Drones are here to stay
Drones (or better UAVs, Unmanned Aerial Vehicles) and eVTOLs (larger aircraft designed for carrying passengers or cargo) are here to stay. The concept of Urban Air Mobility (UAM) has started to find its place in our everyday vocabulary, describing a new type of air traffic, at scale, at very low altitudes above-populated areas, that will cover a wide diversity of potential urban air services. This is a common ascertainment if you have a look into the latest developments in the field or you are just attending a wedding and drones fly constantly above you taking pictures and videos!
In the service of society
Of course, nowadays, except cinematography, drones are used for a wide range of more crucial functions, like monitoring climate change, delivering goods and medical equipment, aiding in search and rescue operations, scientific exploration, 3-D mapping, logistics and delivery services, wildlife protection, and agriculture.
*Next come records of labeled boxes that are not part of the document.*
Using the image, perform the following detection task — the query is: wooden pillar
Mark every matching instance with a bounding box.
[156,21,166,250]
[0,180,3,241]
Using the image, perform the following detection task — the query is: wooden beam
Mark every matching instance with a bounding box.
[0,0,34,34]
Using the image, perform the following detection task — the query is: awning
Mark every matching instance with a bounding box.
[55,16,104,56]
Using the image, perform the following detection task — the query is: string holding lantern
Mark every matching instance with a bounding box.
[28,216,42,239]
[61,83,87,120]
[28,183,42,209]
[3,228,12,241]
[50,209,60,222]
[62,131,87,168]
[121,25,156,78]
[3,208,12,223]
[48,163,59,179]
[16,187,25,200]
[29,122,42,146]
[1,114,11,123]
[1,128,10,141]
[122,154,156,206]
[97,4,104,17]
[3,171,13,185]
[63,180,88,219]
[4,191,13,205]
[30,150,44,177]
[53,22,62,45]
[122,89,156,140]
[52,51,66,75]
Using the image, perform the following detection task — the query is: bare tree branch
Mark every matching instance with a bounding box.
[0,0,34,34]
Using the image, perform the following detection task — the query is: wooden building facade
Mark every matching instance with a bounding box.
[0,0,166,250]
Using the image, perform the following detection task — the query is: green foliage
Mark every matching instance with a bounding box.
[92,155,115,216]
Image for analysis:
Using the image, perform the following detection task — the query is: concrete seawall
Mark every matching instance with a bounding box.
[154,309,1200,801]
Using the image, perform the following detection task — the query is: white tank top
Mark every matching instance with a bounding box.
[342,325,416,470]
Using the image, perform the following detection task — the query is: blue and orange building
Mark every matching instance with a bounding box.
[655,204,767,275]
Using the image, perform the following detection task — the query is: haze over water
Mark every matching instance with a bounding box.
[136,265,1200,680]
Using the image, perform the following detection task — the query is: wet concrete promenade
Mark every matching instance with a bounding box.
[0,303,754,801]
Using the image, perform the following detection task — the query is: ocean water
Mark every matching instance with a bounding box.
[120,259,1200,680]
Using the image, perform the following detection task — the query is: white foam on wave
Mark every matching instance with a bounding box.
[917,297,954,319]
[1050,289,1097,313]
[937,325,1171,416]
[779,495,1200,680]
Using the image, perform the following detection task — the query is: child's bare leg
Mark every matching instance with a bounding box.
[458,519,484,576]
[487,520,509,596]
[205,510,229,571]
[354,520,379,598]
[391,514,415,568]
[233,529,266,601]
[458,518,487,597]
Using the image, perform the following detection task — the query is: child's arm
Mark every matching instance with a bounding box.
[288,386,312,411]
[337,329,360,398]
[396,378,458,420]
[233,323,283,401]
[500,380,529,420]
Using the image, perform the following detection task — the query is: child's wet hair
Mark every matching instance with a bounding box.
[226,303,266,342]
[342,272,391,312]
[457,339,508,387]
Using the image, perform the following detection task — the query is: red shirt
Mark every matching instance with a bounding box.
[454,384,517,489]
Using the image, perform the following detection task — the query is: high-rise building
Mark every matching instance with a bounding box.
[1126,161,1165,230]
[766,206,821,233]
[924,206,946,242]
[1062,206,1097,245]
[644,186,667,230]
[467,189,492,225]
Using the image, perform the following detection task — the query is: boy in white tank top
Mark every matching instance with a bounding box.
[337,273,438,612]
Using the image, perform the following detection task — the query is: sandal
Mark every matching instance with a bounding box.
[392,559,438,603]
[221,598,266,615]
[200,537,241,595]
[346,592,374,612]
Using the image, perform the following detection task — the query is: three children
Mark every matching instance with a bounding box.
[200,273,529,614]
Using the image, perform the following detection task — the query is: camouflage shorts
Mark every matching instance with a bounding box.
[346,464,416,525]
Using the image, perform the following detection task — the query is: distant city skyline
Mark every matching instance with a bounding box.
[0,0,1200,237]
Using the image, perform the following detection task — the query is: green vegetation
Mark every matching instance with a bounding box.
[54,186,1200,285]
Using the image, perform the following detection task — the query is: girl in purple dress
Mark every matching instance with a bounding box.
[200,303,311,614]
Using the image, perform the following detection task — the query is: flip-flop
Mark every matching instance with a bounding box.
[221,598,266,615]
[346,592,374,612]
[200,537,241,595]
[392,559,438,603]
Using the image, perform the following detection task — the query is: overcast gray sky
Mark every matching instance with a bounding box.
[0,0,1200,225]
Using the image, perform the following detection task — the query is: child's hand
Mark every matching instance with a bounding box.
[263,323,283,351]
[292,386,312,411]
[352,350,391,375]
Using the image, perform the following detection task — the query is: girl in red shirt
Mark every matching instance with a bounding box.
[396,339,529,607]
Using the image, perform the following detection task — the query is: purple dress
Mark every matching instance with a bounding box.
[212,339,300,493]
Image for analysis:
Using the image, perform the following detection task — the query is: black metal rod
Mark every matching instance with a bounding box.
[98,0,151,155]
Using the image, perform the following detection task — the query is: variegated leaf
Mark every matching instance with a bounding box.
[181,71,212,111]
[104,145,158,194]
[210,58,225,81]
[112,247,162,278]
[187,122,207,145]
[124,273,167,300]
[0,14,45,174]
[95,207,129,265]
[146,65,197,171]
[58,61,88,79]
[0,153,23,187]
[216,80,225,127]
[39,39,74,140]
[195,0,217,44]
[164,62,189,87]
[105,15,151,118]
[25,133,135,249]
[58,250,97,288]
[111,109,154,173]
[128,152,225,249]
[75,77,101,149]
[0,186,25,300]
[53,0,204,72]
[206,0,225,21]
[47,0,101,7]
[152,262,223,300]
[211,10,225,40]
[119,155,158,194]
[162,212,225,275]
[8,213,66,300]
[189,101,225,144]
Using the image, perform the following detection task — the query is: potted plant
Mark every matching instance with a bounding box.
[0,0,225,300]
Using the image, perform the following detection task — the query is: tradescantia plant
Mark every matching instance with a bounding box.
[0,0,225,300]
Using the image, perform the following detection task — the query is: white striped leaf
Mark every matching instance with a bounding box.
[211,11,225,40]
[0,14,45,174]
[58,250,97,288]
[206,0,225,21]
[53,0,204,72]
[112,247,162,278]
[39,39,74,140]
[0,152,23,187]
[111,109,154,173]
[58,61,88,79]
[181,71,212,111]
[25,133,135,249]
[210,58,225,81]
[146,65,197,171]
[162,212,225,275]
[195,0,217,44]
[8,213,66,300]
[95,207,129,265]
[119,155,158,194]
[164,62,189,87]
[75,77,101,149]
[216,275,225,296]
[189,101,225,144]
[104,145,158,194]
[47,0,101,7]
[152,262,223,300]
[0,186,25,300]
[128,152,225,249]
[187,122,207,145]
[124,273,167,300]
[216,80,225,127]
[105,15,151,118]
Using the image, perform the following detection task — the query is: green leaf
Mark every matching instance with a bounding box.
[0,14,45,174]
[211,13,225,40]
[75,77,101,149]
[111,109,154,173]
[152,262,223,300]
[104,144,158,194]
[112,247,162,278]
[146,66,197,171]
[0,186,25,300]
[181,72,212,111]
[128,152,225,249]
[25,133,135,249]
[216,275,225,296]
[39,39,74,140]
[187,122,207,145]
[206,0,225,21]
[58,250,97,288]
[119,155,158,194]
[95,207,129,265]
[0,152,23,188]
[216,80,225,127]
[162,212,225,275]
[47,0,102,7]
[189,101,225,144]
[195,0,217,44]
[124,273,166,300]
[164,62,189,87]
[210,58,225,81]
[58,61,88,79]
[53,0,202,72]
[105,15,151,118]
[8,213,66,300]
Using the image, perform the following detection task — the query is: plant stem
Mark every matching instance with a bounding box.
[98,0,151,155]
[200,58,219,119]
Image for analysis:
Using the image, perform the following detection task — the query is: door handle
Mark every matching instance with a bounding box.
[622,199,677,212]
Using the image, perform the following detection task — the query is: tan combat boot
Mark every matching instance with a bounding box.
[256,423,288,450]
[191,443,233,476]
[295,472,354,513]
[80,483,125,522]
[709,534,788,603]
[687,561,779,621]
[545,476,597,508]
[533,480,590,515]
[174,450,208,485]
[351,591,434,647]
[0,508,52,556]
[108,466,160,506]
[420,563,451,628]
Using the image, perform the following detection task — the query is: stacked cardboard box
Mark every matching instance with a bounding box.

And the list goes on. Drones have been extremely useful in areas such as infrastructure maintenance, archaeology, speleology, biology, meteorology, and space exploration! What’s more, numerous ongoing pilot projects, on their potential for medical cases (e.g. emergency interventions with defibrillators, human organs transfer between hospitals) and agricultural activities (e.g. viticulture, olive trees) have taken place in various European-funded projects.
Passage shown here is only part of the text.